Saavira Kambada Basadi In Karnataka

Karnataka is blessed with the most beautiful temples and blissful towns. One of these is Moodabidri. A distinctive feature of this beautiful temple, Saavira Kambada Basadi are its magnificent pillars. The temple’s name itself when translated from Kannada means thousand pillars temple. The temple is also known as Chandranatha Basadi or Tribhuvana Tilaka Chudmani Basadi which means crown jewel of the three worlds. The then local chief, Devaraya Wodeyar designed the temple in the year 1430. The beautiful temple with 1000 pillars took about 31 years to complete. The temple has three storeys and the uppermost one is open only once in a year for the devotees. The inner sanctum of the temple has an 8 feet tall idol of the 8th Jain Thirthankara Chandranatha Swamy made out of Panchdhatu (5 elements). 

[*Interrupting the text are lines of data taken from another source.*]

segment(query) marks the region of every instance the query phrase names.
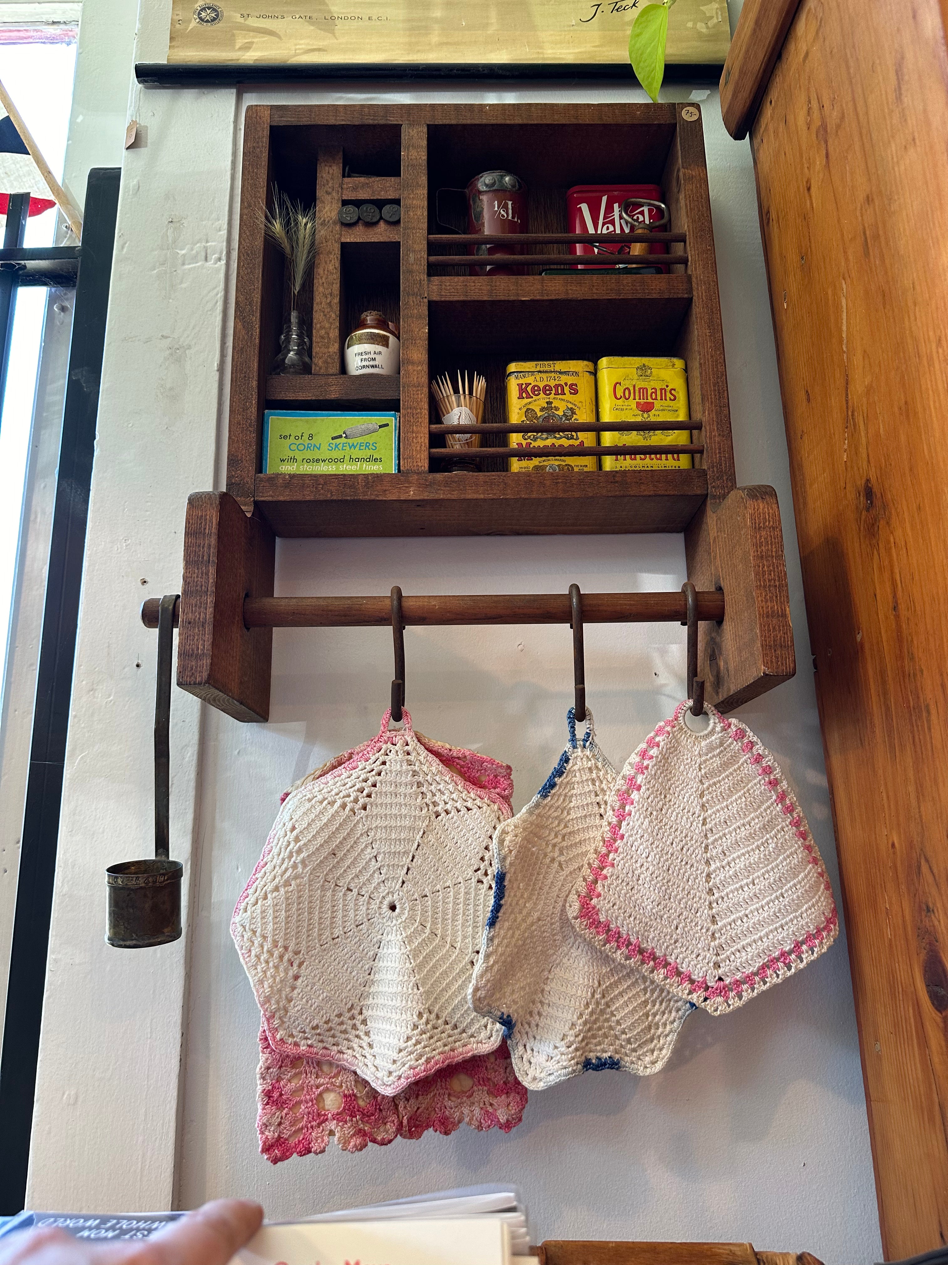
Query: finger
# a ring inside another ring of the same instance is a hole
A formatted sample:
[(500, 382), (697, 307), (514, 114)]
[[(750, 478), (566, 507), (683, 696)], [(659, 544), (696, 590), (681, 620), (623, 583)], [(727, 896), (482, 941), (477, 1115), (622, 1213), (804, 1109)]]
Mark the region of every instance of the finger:
[[(260, 1228), (263, 1208), (249, 1199), (214, 1199), (154, 1235), (154, 1265), (228, 1265)], [(152, 1255), (152, 1254), (149, 1254)]]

Also read: 5 Breathtaking Buddhist Temples You Need To Visit In India

No Two Of The Thousand Pillars Are Identical

Saavira Kambada Basadi is a pure architectural marvel with seven mantapas. Anyone who looks at the structures is captivated by their breathtaking beauty and the exquisite sculptures that adorn them. The most interesting fact about this place is that no two pillars out of the thousands are the same. Visitors can’t help but remark how the sculptures have carved the stones with exact measurements despite the absence of modern technologists, giving the area a perfect symmetry. The carvings on the pillars speak about art and culture of the ancient times. In front of the temple, a 50-foot-tall monolith known as Mahasthamba, also known as the Giant Pillar, is placed.